Too Big to Fail and Too Small to Matter

These times provide a crash course on the corporate state:

If a company like AIG is too big to fail, the government will rescue it. Mere people -- too small to matter -- are expendable.

The insurance industry is too big to fail. A person's health is too small to matter, so -- when it fails due to the absence or loopholes of insurance coverage -- that's tough luck.

The Defense Department is too big to fail. The people it's killing in Iraq and Afghanistan are too small to matter.

The U.S. nuclear arsenal is too big to fail. The Nuclear Non-Proliferation Treaty, undermined by Washington, is too small to matter.

Overall, the warfare state is too big to fail. The virtues of peace are too small to matter.

Agribusiness is too big to fail. Family farmers are too dirt-small to matter.

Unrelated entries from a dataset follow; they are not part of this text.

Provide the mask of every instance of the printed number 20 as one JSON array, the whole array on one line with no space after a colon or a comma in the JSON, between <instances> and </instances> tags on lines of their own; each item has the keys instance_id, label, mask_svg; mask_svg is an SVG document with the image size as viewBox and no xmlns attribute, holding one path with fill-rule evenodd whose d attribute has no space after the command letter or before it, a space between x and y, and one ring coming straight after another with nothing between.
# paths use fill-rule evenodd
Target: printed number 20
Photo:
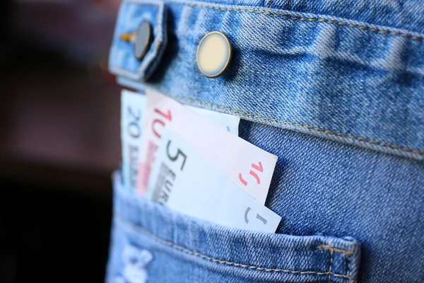
<instances>
[{"instance_id":1,"label":"printed number 20","mask_svg":"<svg viewBox=\"0 0 424 283\"><path fill-rule=\"evenodd\" d=\"M182 152L179 149L178 149L178 151L177 151L177 154L175 154L174 156L171 156L171 154L170 154L170 145L171 144L171 141L169 140L167 145L166 146L166 154L168 156L170 160L172 160L172 161L175 161L177 159L178 159L178 156L179 155L181 155L182 156L182 158L184 158L182 161L182 164L181 164L181 171L182 171L182 168L184 168L184 165L185 164L185 161L187 158L187 156L185 155L185 154L184 152Z\"/></svg>"}]
</instances>

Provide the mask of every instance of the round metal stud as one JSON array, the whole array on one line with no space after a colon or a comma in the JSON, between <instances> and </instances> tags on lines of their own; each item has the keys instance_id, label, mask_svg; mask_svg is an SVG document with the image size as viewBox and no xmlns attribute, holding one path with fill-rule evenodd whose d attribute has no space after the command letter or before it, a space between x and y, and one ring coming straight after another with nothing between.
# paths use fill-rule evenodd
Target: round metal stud
<instances>
[{"instance_id":1,"label":"round metal stud","mask_svg":"<svg viewBox=\"0 0 424 283\"><path fill-rule=\"evenodd\" d=\"M216 78L227 69L232 55L228 37L223 33L213 31L206 35L197 46L197 67L208 78Z\"/></svg>"},{"instance_id":2,"label":"round metal stud","mask_svg":"<svg viewBox=\"0 0 424 283\"><path fill-rule=\"evenodd\" d=\"M137 37L134 44L134 56L141 61L153 40L152 26L148 21L141 23L137 32Z\"/></svg>"}]
</instances>

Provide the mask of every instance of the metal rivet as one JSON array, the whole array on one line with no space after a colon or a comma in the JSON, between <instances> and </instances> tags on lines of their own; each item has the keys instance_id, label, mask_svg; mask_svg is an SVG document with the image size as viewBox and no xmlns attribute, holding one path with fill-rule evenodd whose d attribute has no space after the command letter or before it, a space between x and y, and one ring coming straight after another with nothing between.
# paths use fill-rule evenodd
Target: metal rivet
<instances>
[{"instance_id":1,"label":"metal rivet","mask_svg":"<svg viewBox=\"0 0 424 283\"><path fill-rule=\"evenodd\" d=\"M153 40L152 26L148 21L141 23L137 32L137 38L134 44L134 56L138 60L141 61Z\"/></svg>"},{"instance_id":2,"label":"metal rivet","mask_svg":"<svg viewBox=\"0 0 424 283\"><path fill-rule=\"evenodd\" d=\"M208 78L216 78L227 69L232 55L228 37L222 33L213 31L206 35L197 46L197 67Z\"/></svg>"}]
</instances>

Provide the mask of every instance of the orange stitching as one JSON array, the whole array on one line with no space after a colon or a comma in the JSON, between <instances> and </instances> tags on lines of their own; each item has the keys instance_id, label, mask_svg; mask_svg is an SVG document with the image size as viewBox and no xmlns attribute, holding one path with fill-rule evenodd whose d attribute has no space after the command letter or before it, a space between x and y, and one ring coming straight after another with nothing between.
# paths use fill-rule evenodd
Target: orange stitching
<instances>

The leverage for the U.S. Treasury to subsidize Wall Street is too big to fail. The leverage to subsidize mothers and children kicked off welfare is too small to matter.

The political momentum for bailing out corporate America is too big to fail. The political momentum for funding adequate payment rates from Medicaid to reimburse healthcare providers is too small to matter.

The oil conglomerates are too big to fail. Global warming is too small to matter.

The prison industry is too big to fail. The need for preschool is too small to matter.

Corporate power is too big to fail. The ordeals of working people and want-to-be-working people are too small to matter.

Human worth as maximized by dollars: too big to fail. Human worth as affirmed by humanistic values: too small to matter.

The current odds of pumping at least several hundred billion taxpayer dollars into corporate America: too big to fail. The current odds of launching a massive federal jobs program: too small to matter.

Such priorities and mindsets are in overdrive at the intersection of Pennsylvania Avenue and Wall Street. But a basic shift in government priorities is possible. That's what happened three-quarters of a century ago, when a progressive upsurge prevented the re-election of President Herbert Hoover -- and then effectively mobilized to pressure the new occupant of the White House.

After campaigning in 1932 on a middle-of-the-road Democratic platform, Franklin Roosevelt went on to become a president who denounced the "economic royalists" and made common cause with working people and the unemployed. People across the country organized for social change. In the process, you might say, the power of progressive movements became too big to fail.

Something like that could happen again.